The government maintains that the goal is for students in bilingual regions to become fluent in both Spanish and their provincial language. Even poet Luis García Montero, director of the Instituto Cervantes warns against criticizing the change, “We should be very wary of language differences being used to foster tensions and hatred, when our cultural diversity—including minority mother tongues that deserve democratic support—is part of our strength.”
However, the more conservative Real Academia Española has called for the bill not to “put in question the use of Spanish in any territory of the state or to promote obstacles to citizens being educated in their mother tongue.”
The opposition Partido Popular claimed that the legislation represented a “break with our systems of liberties and constitution” and helped to stage demonstrations across Spain against the measure, which still requires Senate approval. Supporters of the bill claim the language issue is a diversion to undermine the main purpose of the bill which is to level the playing field between public schools and privately run, often religious schools that receive public funding and educate a quarter of the nation’s students.
It was only in 2013, under a more conservative government, that the reference to Spanish as the language of instruction was introduced.

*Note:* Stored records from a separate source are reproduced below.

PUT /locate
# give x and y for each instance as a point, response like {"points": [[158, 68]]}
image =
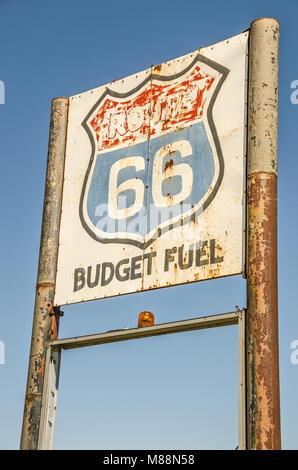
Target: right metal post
{"points": [[263, 402]]}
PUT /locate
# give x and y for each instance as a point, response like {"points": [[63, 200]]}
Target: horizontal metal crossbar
{"points": [[53, 359], [112, 336]]}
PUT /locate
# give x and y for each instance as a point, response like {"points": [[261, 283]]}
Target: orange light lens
{"points": [[146, 319]]}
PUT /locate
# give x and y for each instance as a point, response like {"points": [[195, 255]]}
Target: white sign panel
{"points": [[154, 177]]}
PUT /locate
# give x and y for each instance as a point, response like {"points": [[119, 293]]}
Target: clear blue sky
{"points": [[176, 391]]}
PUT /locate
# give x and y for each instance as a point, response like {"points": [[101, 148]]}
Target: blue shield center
{"points": [[151, 214]]}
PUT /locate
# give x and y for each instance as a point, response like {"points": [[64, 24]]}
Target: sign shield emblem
{"points": [[156, 160]]}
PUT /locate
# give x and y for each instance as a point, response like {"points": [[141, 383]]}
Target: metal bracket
{"points": [[53, 310]]}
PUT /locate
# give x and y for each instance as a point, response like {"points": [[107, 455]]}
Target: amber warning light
{"points": [[145, 319]]}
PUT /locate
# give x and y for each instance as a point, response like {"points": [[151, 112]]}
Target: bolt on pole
{"points": [[263, 402], [46, 318]]}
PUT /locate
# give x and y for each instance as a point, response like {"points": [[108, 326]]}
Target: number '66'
{"points": [[183, 170]]}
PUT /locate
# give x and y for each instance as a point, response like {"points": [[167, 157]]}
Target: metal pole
{"points": [[263, 404], [46, 319]]}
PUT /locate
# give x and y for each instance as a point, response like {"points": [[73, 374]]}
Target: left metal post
{"points": [[46, 318]]}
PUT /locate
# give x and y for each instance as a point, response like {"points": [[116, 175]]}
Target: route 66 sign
{"points": [[154, 171]]}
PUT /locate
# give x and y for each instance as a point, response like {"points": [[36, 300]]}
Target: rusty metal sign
{"points": [[154, 178]]}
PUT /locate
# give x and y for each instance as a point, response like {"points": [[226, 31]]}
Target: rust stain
{"points": [[263, 389]]}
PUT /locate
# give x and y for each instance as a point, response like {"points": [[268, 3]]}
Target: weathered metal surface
{"points": [[263, 403], [154, 176], [50, 391], [210, 321], [49, 398], [46, 319]]}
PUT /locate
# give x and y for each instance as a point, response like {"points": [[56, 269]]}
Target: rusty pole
{"points": [[46, 319], [263, 403]]}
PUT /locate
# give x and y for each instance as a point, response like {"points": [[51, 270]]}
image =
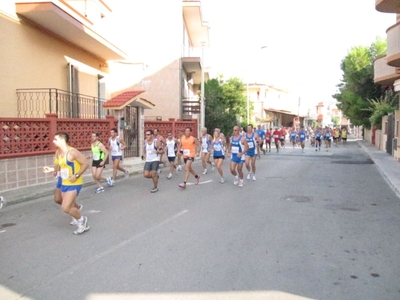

“The charge that we are trying to rid of Spanish could not be further from the truth. This law will ensure that any pupil must leave school speaking Spanish and any other language, be it Catalan, Basque, or Galician equally well,” Juan Mena, education spokesman for En Comú, a left-wing party, told VOA. “The mention of Spanish no longer being the principal language is only because previous education laws said Spanish must be the principal language even in regions where other languages are spoken.”